En quelque sorte, c’est comme si un président russe ou un chancelier allemand réclamait que la jeunesse de son pays n’ait pas honte des crimes de son histoire. Il y a là un autre piège linguistique qui définit le cadre du débat. Ce ne sont pas «les crimes de leur propre histoire» mais «les crimes de l’histoire de leur pays». De fait, nous ne sommes pas responsables de l’extermination des Indiens, des noirs, des Mexicains et des habitants de tous ces pays tropicaux où la «race supérieure» (sic) a débarqué avec sa flotte pour imposer de sanglantes dictatures au nom de la liberté.

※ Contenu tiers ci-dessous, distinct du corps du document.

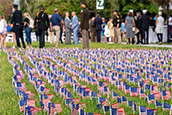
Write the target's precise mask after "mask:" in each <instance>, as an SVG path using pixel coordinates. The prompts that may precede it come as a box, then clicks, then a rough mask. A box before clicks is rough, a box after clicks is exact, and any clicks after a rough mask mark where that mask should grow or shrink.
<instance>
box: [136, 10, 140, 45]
mask: <svg viewBox="0 0 172 115" xmlns="http://www.w3.org/2000/svg"><path fill="white" fill-rule="evenodd" d="M136 15H137V17H136V19H135V24H136V28H137V29H138V30H139V32H138V33H137V34H136V36H137V43H136V44H139V43H140V41H141V26H140V19H141V16H140V12H137V13H136Z"/></svg>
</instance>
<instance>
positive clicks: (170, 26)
mask: <svg viewBox="0 0 172 115" xmlns="http://www.w3.org/2000/svg"><path fill="white" fill-rule="evenodd" d="M168 20H169V35H170V38H171V37H172V34H171V27H172V16H171V15H169V19H168Z"/></svg>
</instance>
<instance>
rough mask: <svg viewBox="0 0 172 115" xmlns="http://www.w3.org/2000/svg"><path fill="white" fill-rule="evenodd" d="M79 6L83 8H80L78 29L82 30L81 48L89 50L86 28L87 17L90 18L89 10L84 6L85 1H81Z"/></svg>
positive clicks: (87, 27) (88, 36)
mask: <svg viewBox="0 0 172 115" xmlns="http://www.w3.org/2000/svg"><path fill="white" fill-rule="evenodd" d="M81 7H82V8H83V9H82V10H81V14H80V15H81V24H80V29H79V31H81V30H82V39H83V49H87V50H89V36H88V29H89V18H90V12H89V10H88V9H87V8H86V7H87V4H86V3H85V2H82V3H81Z"/></svg>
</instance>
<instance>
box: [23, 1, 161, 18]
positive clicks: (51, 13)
mask: <svg viewBox="0 0 172 115" xmlns="http://www.w3.org/2000/svg"><path fill="white" fill-rule="evenodd" d="M81 1H85V2H87V4H88V8H89V10H92V11H96V12H97V13H99V14H100V15H102V14H103V13H104V10H97V9H96V0H21V6H22V10H23V11H28V12H29V13H30V14H31V16H32V17H34V16H35V14H36V12H37V11H39V6H40V5H43V6H44V7H45V12H46V13H48V15H52V14H53V13H54V9H55V8H58V10H59V13H60V14H62V17H63V18H64V17H65V12H69V13H70V14H71V12H72V11H75V12H76V14H77V16H78V17H79V18H80V16H79V15H80V12H81V9H82V8H81V7H80V2H81ZM105 6H106V10H105V14H106V18H110V17H113V13H112V12H113V10H118V11H119V13H120V14H121V15H122V17H123V18H124V17H125V16H126V14H127V13H128V10H129V9H133V10H134V11H135V12H136V11H140V12H141V11H142V10H143V9H147V10H148V12H149V13H158V5H157V4H155V3H154V2H153V1H152V0H105Z"/></svg>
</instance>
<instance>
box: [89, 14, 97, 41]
mask: <svg viewBox="0 0 172 115" xmlns="http://www.w3.org/2000/svg"><path fill="white" fill-rule="evenodd" d="M94 21H95V17H92V19H91V24H90V32H91V42H95V39H96V38H95V37H96V28H95V25H94Z"/></svg>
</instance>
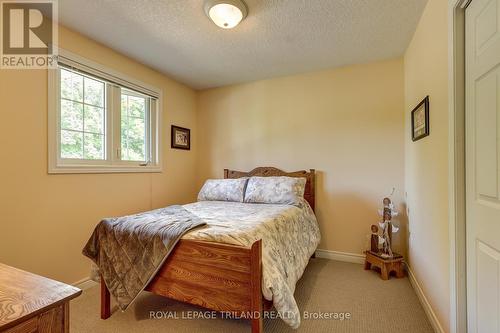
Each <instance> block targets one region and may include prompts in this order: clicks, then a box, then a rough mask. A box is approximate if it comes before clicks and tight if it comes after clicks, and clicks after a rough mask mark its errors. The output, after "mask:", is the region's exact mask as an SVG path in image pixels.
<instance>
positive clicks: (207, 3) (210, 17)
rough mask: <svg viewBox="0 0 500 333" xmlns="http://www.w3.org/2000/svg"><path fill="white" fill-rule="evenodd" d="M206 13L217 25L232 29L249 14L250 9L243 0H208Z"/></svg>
mask: <svg viewBox="0 0 500 333" xmlns="http://www.w3.org/2000/svg"><path fill="white" fill-rule="evenodd" d="M205 13H206V14H207V16H208V17H209V18H210V19H211V20H212V21H213V22H214V23H215V24H216V25H217V26H219V27H221V28H223V29H231V28H234V27H235V26H237V25H238V24H239V23H240V22H241V20H243V19H244V18H245V17H246V16H247V14H248V9H247V6H246V5H245V3H244V2H243V0H207V1H205Z"/></svg>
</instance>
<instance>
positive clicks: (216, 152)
mask: <svg viewBox="0 0 500 333" xmlns="http://www.w3.org/2000/svg"><path fill="white" fill-rule="evenodd" d="M198 108H199V110H198V112H199V116H198V117H199V119H198V129H199V132H200V133H199V145H200V147H199V154H200V158H199V175H200V179H199V180H200V184H201V182H202V181H204V180H205V179H206V178H209V177H222V175H223V171H222V170H223V169H224V168H231V169H238V170H251V169H252V168H254V167H256V166H276V167H279V168H282V169H284V170H287V171H294V170H298V169H309V168H315V169H317V170H318V179H317V183H316V186H317V190H316V195H317V216H318V219H319V222H320V227H321V231H322V242H321V245H320V248H322V249H327V250H333V251H342V252H350V253H361V251H362V250H363V249H365V246H366V243H367V242H366V237H367V235H368V234H369V232H370V231H369V230H370V225H371V224H373V223H376V222H377V221H378V215H377V207H378V206H379V205H380V204H381V200H382V198H383V196H384V195H387V194H388V193H389V191H390V190H391V188H392V186H395V187H396V188H397V192H396V196H395V200H396V201H397V202H401V201H402V192H403V170H404V167H403V162H404V161H403V156H404V153H403V148H404V145H403V127H404V126H403V122H404V119H403V64H402V60H391V61H385V62H379V63H373V64H367V65H357V66H350V67H345V68H340V69H334V70H327V71H321V72H316V73H310V74H304V75H298V76H290V77H284V78H277V79H270V80H265V81H258V82H253V83H248V84H241V85H235V86H229V87H224V88H219V89H213V90H207V91H203V92H201V93H200V94H199V99H198ZM402 220H403V224H404V218H403V219H402ZM404 230H405V228H403V233H402V235H403V237H396V238H397V242H398V244H397V245H396V247H397V248H399V249H404V248H405V245H404V239H405V237H404Z"/></svg>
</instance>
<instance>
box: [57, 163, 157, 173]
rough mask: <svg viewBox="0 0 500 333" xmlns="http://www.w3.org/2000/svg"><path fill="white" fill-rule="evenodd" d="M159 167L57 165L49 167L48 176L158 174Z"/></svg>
mask: <svg viewBox="0 0 500 333" xmlns="http://www.w3.org/2000/svg"><path fill="white" fill-rule="evenodd" d="M162 171H163V168H162V167H161V166H126V165H124V166H120V165H95V166H94V165H85V166H83V165H58V166H52V167H51V166H49V170H48V173H49V174H86V173H160V172H162Z"/></svg>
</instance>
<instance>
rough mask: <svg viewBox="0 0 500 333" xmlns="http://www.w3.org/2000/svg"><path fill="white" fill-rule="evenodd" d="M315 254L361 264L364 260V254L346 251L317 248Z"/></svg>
mask: <svg viewBox="0 0 500 333" xmlns="http://www.w3.org/2000/svg"><path fill="white" fill-rule="evenodd" d="M316 256H317V257H318V258H325V259H330V260H337V261H344V262H351V263H355V264H363V263H364V262H365V256H364V255H362V254H357V253H348V252H340V251H330V250H321V249H318V250H316Z"/></svg>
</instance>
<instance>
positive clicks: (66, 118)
mask: <svg viewBox="0 0 500 333" xmlns="http://www.w3.org/2000/svg"><path fill="white" fill-rule="evenodd" d="M61 128H62V129H70V130H74V131H82V130H83V105H82V104H80V103H75V102H71V101H66V100H61Z"/></svg>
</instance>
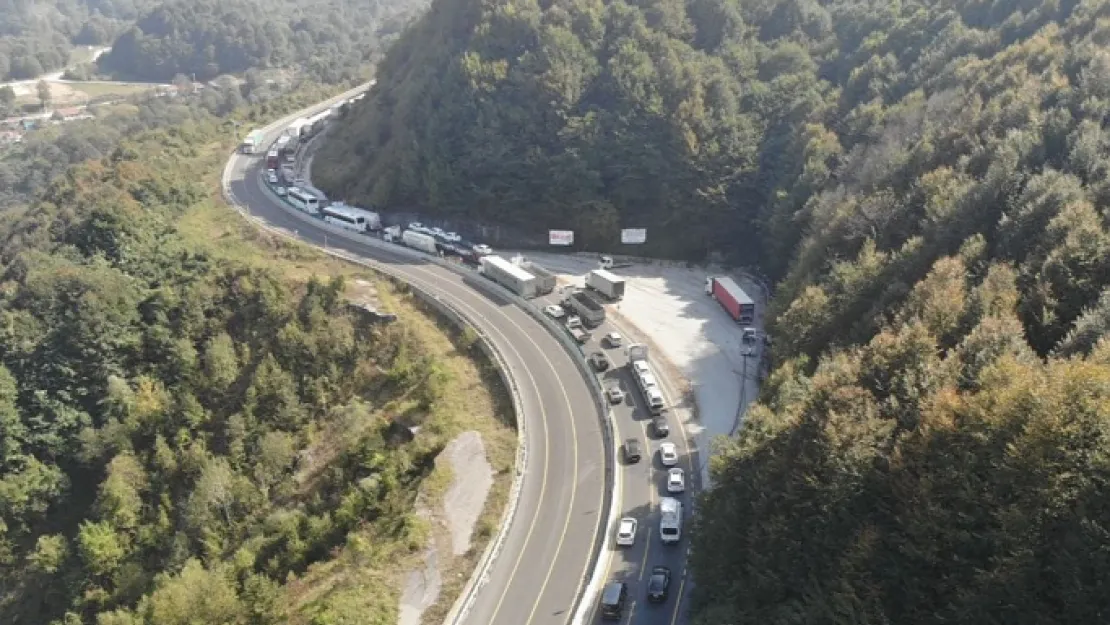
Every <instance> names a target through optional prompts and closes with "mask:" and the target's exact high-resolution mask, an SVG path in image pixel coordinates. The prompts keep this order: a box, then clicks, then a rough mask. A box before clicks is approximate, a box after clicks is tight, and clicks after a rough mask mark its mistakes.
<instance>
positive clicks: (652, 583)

La stratégie linguistique et symbolique de ceux qui se croient maîtres de leur pays consiste à imposer leurs idées à toute une nation. Une part de cette confusion stratégique consiste à inclure les citoyens d’aujourd’hui dans le «we» (nous) quand il s’agit d’une intervention qui a eu lieu, il y cent ans, aux Philippines ou, il y a quelques années, en Afghanistan, sans qu’ils aient même participé aux exécutions et aux bombardements. Nous ne sommes pas responsables d’actes que nous n’avons jamais approuvés; nous sommes responsables de notre positionnement face aux pires vérités du passé et du présent. Mais c’est là le piège : si les citoyens se sentent responsables d’une chose qu’ils n’ont pas commise, la majorité la défendra à mort et l’histoire se répètera. Ce n’est pas un hasard si, aux États-Unis, le débat acharné sur la Guerre civile de 1861 est toujours éludé.

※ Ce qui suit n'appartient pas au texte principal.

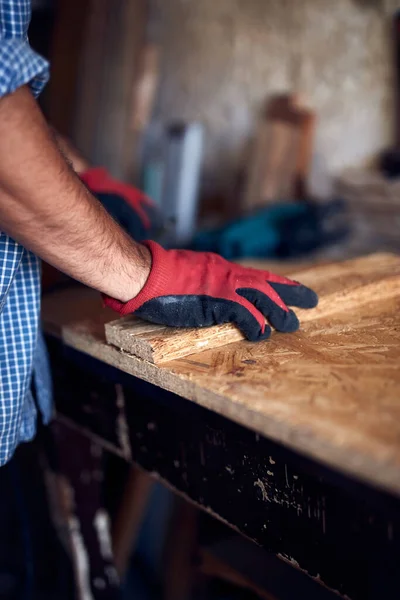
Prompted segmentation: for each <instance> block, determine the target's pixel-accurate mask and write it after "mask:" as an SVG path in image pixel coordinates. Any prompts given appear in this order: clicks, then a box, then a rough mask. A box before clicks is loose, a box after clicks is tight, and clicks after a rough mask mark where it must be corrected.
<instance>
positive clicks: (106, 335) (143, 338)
mask: <svg viewBox="0 0 400 600" xmlns="http://www.w3.org/2000/svg"><path fill="white" fill-rule="evenodd" d="M105 332H106V340H107V342H108V343H109V344H112V345H113V346H116V347H117V348H119V349H120V350H122V351H124V352H129V354H133V355H134V356H138V357H139V358H142V359H143V360H148V361H149V362H151V363H155V364H160V363H163V362H168V361H171V360H175V359H177V358H182V357H183V356H188V355H190V354H195V353H196V352H201V350H206V349H209V348H218V347H220V346H226V344H231V343H232V342H237V341H240V340H243V339H244V338H243V335H242V333H241V332H240V331H239V330H238V329H237V328H236V327H235V326H234V325H231V324H230V323H227V324H226V325H216V326H214V327H204V328H199V329H192V328H188V329H182V328H177V327H165V326H164V325H154V324H151V323H146V322H145V321H141V320H140V319H136V318H135V317H125V318H123V319H118V320H117V321H112V322H111V323H107V324H106V325H105Z"/></svg>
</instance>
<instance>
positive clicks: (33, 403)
mask: <svg viewBox="0 0 400 600" xmlns="http://www.w3.org/2000/svg"><path fill="white" fill-rule="evenodd" d="M30 14H31V11H30V2H29V0H0V98H1V97H2V96H4V95H5V94H10V93H12V92H14V91H15V90H16V89H17V88H19V87H20V86H22V85H25V84H29V85H30V87H31V89H32V92H33V93H34V95H35V96H36V95H37V94H39V92H40V91H41V90H42V88H43V87H44V85H45V83H46V81H47V79H48V77H49V72H48V64H47V62H46V61H45V60H44V59H43V58H42V57H41V56H39V55H38V54H36V53H35V52H34V51H33V50H32V49H31V48H30V46H29V43H28V37H27V31H28V25H29V20H30ZM0 229H1V224H0ZM40 279H41V277H40V261H39V259H38V258H37V257H36V256H34V255H33V254H31V253H30V252H28V251H27V250H26V249H25V248H23V247H22V246H20V245H19V244H18V243H17V242H15V241H14V240H13V239H11V238H10V237H8V236H7V235H6V234H5V233H2V232H1V230H0V467H1V465H3V464H5V463H6V462H7V461H8V460H9V459H10V458H11V456H12V455H13V452H14V450H15V448H16V446H17V445H18V444H19V443H20V442H24V441H28V440H31V439H32V438H33V436H34V435H35V430H36V414H37V411H36V406H35V402H34V400H33V396H32V393H31V386H32V376H33V380H34V382H35V383H36V388H37V390H36V391H37V394H36V396H37V398H36V400H37V405H38V408H39V409H40V411H41V413H42V418H43V421H44V422H45V423H47V422H48V421H49V419H50V418H51V415H52V397H51V379H50V373H49V368H48V363H47V356H46V350H45V347H44V342H43V339H42V337H41V334H40V330H39V310H40Z"/></svg>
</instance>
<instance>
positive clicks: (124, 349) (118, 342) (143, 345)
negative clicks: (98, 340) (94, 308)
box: [104, 317, 165, 363]
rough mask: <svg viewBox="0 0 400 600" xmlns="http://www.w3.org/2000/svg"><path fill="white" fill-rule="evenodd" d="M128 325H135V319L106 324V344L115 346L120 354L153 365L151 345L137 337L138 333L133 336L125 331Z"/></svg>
mask: <svg viewBox="0 0 400 600" xmlns="http://www.w3.org/2000/svg"><path fill="white" fill-rule="evenodd" d="M128 323H131V324H133V323H135V324H136V319H134V318H132V317H127V318H125V319H117V320H116V321H111V323H106V325H105V326H104V331H105V336H106V342H107V344H111V345H112V346H115V347H116V348H118V349H119V350H120V351H121V352H127V353H129V354H133V355H134V356H137V357H139V358H142V359H143V360H147V361H148V362H151V363H154V349H153V347H152V345H151V344H150V342H149V341H148V340H147V339H146V338H144V337H140V336H139V335H138V333H139V331H137V333H136V334H135V335H132V332H129V330H127V329H126V325H127V324H128ZM153 328H154V326H153ZM158 328H159V329H160V330H162V329H165V328H164V327H162V326H158Z"/></svg>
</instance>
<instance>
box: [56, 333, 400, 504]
mask: <svg viewBox="0 0 400 600" xmlns="http://www.w3.org/2000/svg"><path fill="white" fill-rule="evenodd" d="M63 341H64V343H65V344H66V345H67V346H69V347H70V348H74V349H75V350H78V351H80V352H83V353H86V354H88V355H89V356H92V357H93V358H96V359H97V360H99V361H101V362H104V363H106V364H109V365H111V366H112V367H114V368H116V369H120V370H121V371H123V372H125V373H128V374H129V375H133V376H134V377H138V378H139V379H142V380H144V381H148V382H149V383H151V384H153V385H156V386H158V387H161V388H162V389H164V390H167V391H170V392H173V393H175V394H177V395H178V396H181V397H182V398H185V399H186V400H190V401H192V402H195V403H196V404H199V405H200V406H203V407H204V408H206V409H208V410H212V411H215V412H216V413H218V414H220V415H222V416H224V417H226V418H228V419H231V420H232V421H234V422H236V423H238V424H239V425H243V426H244V427H246V428H247V429H252V430H253V431H255V432H256V433H259V434H261V435H263V436H266V437H268V438H270V439H272V440H275V441H276V442H278V443H280V444H284V445H286V446H287V447H288V448H291V449H293V450H295V451H299V452H302V453H303V454H305V455H306V456H311V457H312V458H314V459H316V460H318V461H321V462H323V463H324V464H326V465H330V466H331V467H333V468H335V469H338V470H339V471H340V472H344V473H348V474H349V475H351V476H353V477H355V478H356V479H358V480H361V481H364V482H368V483H370V484H371V485H373V486H375V487H380V488H382V489H385V490H387V491H388V492H390V493H392V494H395V495H396V496H399V497H400V477H399V473H400V470H399V464H398V455H397V454H396V455H395V454H393V452H390V453H388V452H387V451H386V448H383V447H382V443H381V442H379V441H375V440H369V444H370V447H369V452H366V451H365V449H362V448H361V447H360V445H359V444H356V445H354V446H353V447H351V451H349V449H348V448H347V449H346V454H345V457H346V458H344V455H343V439H342V438H341V435H342V432H341V431H337V434H335V435H334V437H333V439H327V438H326V437H325V436H321V435H320V434H314V433H313V434H310V431H309V430H308V429H306V431H304V428H303V427H299V426H298V424H297V425H296V426H295V427H294V426H293V424H291V423H289V424H288V423H286V422H285V420H282V418H276V417H275V416H273V415H265V416H264V415H263V416H262V418H260V416H259V414H258V412H257V411H256V410H254V407H249V406H248V405H245V404H240V403H239V402H233V401H232V400H231V399H230V398H227V397H225V396H224V395H223V394H221V393H217V392H215V391H213V390H209V389H206V388H204V387H203V386H202V385H201V384H198V383H197V382H196V381H194V380H192V379H191V378H190V377H188V376H187V375H182V374H179V373H174V372H173V371H172V370H171V369H172V365H171V364H169V365H168V367H167V366H165V367H162V368H160V367H158V366H157V365H154V364H151V363H149V362H147V361H143V360H141V359H140V358H137V357H135V356H130V355H128V354H125V353H123V352H120V351H119V350H117V348H114V347H113V346H108V345H107V344H105V343H104V341H102V340H101V339H100V340H99V339H98V337H96V336H95V335H93V334H92V333H91V332H90V331H88V330H87V329H85V328H83V329H82V330H81V329H80V328H79V327H77V326H76V324H75V325H68V326H66V327H65V328H63Z"/></svg>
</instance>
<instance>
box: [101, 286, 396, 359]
mask: <svg viewBox="0 0 400 600" xmlns="http://www.w3.org/2000/svg"><path fill="white" fill-rule="evenodd" d="M398 294H400V277H399V276H398V275H394V276H393V277H387V278H384V279H382V280H380V281H375V282H373V283H368V284H365V285H359V286H356V287H353V288H347V289H343V290H341V291H338V292H335V293H333V294H327V295H326V296H323V297H321V298H320V302H319V305H318V306H317V307H316V308H315V309H313V310H304V309H297V310H296V314H297V316H298V317H299V319H300V322H302V323H307V322H309V321H316V320H319V319H322V318H325V317H328V316H331V315H333V314H335V313H338V312H342V311H349V310H350V311H351V310H357V309H358V308H359V307H361V306H364V305H366V304H368V303H370V302H373V301H374V300H376V299H377V298H380V297H381V298H385V299H389V298H393V297H395V296H396V295H398ZM105 336H106V341H107V343H108V344H111V345H113V346H115V347H117V348H118V349H120V350H122V351H124V352H127V353H129V354H132V355H134V356H137V357H138V358H141V359H143V360H147V361H148V362H151V363H154V364H162V363H165V362H170V361H171V360H176V359H178V358H183V357H184V356H189V355H190V354H195V353H196V352H199V351H201V350H206V349H207V350H210V349H213V348H219V347H221V346H226V345H227V344H231V343H233V342H238V341H240V340H243V339H244V336H243V335H242V333H241V332H240V331H239V330H238V329H237V327H236V326H235V325H232V324H230V323H228V324H225V325H216V326H214V327H206V328H203V329H202V328H199V329H191V328H189V329H180V328H175V327H174V328H170V327H164V326H163V325H155V324H152V323H146V322H144V321H141V320H139V319H136V318H135V317H125V318H123V319H118V320H117V321H112V322H111V323H107V324H106V325H105Z"/></svg>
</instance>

Ceux qui sont appelés à contrôler la liberté académique sont vieux. Il y a une décennie les sénateurs conservateurs des États du sud, partisans de la théorie créationniste, de la Création en sept jours, comme manière de «contredire» l’acceptation de plus en plus répandue de la Théorie de l’évolution, ont voulu obliger les universités à enseigner des «faits et non des théories». Par ces seuls trois mots ils ont manifesté un niveau de brutalité intellectuelle auquel seuls les hommes au pouvoir peuvent parvenir. D’autres propositions ont été faites ensuite destinées à «équilibrer» le nombre de professeurs libéraux (de gauche) et de professeurs conservateurs (de droite).

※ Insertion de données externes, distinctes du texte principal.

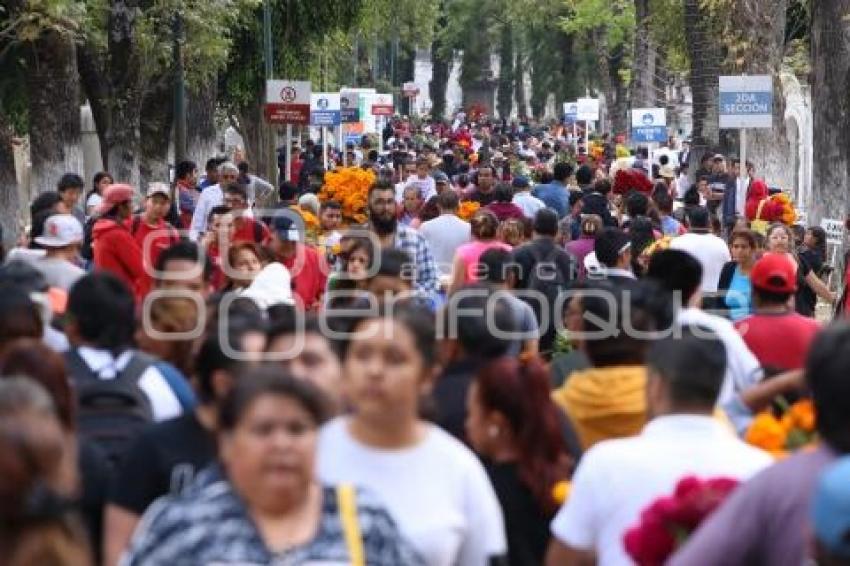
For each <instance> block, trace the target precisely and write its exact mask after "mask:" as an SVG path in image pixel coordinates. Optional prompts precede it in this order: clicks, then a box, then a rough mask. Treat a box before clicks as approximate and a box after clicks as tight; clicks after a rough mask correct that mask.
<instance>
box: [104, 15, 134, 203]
mask: <svg viewBox="0 0 850 566" xmlns="http://www.w3.org/2000/svg"><path fill="white" fill-rule="evenodd" d="M138 8H139V2H138V0H112V2H111V3H110V10H109V24H108V29H109V43H108V50H109V52H108V56H107V65H106V68H107V81H108V82H109V85H110V89H109V94H110V99H109V106H110V110H111V119H110V123H109V126H108V127H109V129H108V130H107V132H106V143H107V145H108V146H109V150H108V162H109V169H110V171H111V173H112V174H113V175H114V176H115V179H116V180H121V181H126V182H129V183H130V184H131V185H133V186H138V184H139V143H140V132H139V121H140V109H141V91H142V84H141V72H140V64H139V63H140V62H139V53H138V49H137V47H136V38H135V33H136V30H135V23H136V16H137V10H138Z"/></svg>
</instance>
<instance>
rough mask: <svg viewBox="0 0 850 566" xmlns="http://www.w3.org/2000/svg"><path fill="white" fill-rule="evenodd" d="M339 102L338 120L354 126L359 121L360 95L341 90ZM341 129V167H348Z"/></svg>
mask: <svg viewBox="0 0 850 566" xmlns="http://www.w3.org/2000/svg"><path fill="white" fill-rule="evenodd" d="M339 101H340V118H341V121H342V124H356V123H357V122H359V121H360V94H359V93H357V92H352V91H350V90H343V91H341V92H340V93H339ZM342 129H343V127H342V125H340V128H339V144H340V148H342V166H343V167H347V166H348V151H347V149H346V146H347V144H346V143H345V136H344V135H343V131H342Z"/></svg>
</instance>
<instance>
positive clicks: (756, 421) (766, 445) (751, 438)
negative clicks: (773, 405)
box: [744, 411, 788, 451]
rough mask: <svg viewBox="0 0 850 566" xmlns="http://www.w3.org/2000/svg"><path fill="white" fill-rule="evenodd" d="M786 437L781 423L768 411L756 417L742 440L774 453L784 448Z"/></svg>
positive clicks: (782, 426) (779, 421)
mask: <svg viewBox="0 0 850 566" xmlns="http://www.w3.org/2000/svg"><path fill="white" fill-rule="evenodd" d="M787 436H788V433H787V431H786V430H785V428H784V427H783V426H782V423H781V422H780V421H779V420H778V419H777V418H776V417H774V416H773V415H772V414H771V413H770V412H769V411H768V412H763V413H759V414H758V415H756V417H755V418H754V419H753V422H752V424H751V425H750V428H748V429H747V434H746V436H745V437H744V438H745V440H746V441H747V442H749V443H750V444H752V445H753V446H758V447H759V448H762V449H764V450H768V451H776V450H782V449H783V448H785V440H786V438H787Z"/></svg>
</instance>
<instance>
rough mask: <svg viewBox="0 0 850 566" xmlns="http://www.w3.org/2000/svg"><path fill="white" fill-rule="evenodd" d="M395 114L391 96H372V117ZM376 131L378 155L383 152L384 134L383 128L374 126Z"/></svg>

Naturellement, c’est le lieu commun de ceux qui se gargarisent des mots de démocratie et de liberté, mais haïssent la démocratie et la liberté quand ce sont les autres qui les réclament. Le modèle de référence du président Trump est le président Andrew Jackson («l’homme le moins éduqué que j’ai connu dans ma vie, sans aucun respect pour aucune loi ou pour la Constitution» a dit Thomas Jefferson). Jackson connu comme le Tueur d’indiens, s’est rendu célèbre pour avoir volé leurs territoires aux nations indiennes, pour étendre l’esclavage vers l’ouest et donné ces nouvelles terres aux paysans blancs, qui étaient, selon lui, «les vrais amis de la liberté».

Pour les mêmes raisons et selon la même culture ceux qui se plaignent de «l’endoctrinement par la gauche» dans les écoles et les universités n’ont jamais considéré néfaste l’endoctrinement par la droite qui a réussi à imposer des mensonges et des mythes historiques, comme celui du Destin manifeste, qui persistent après des années, des décennies, des siècles.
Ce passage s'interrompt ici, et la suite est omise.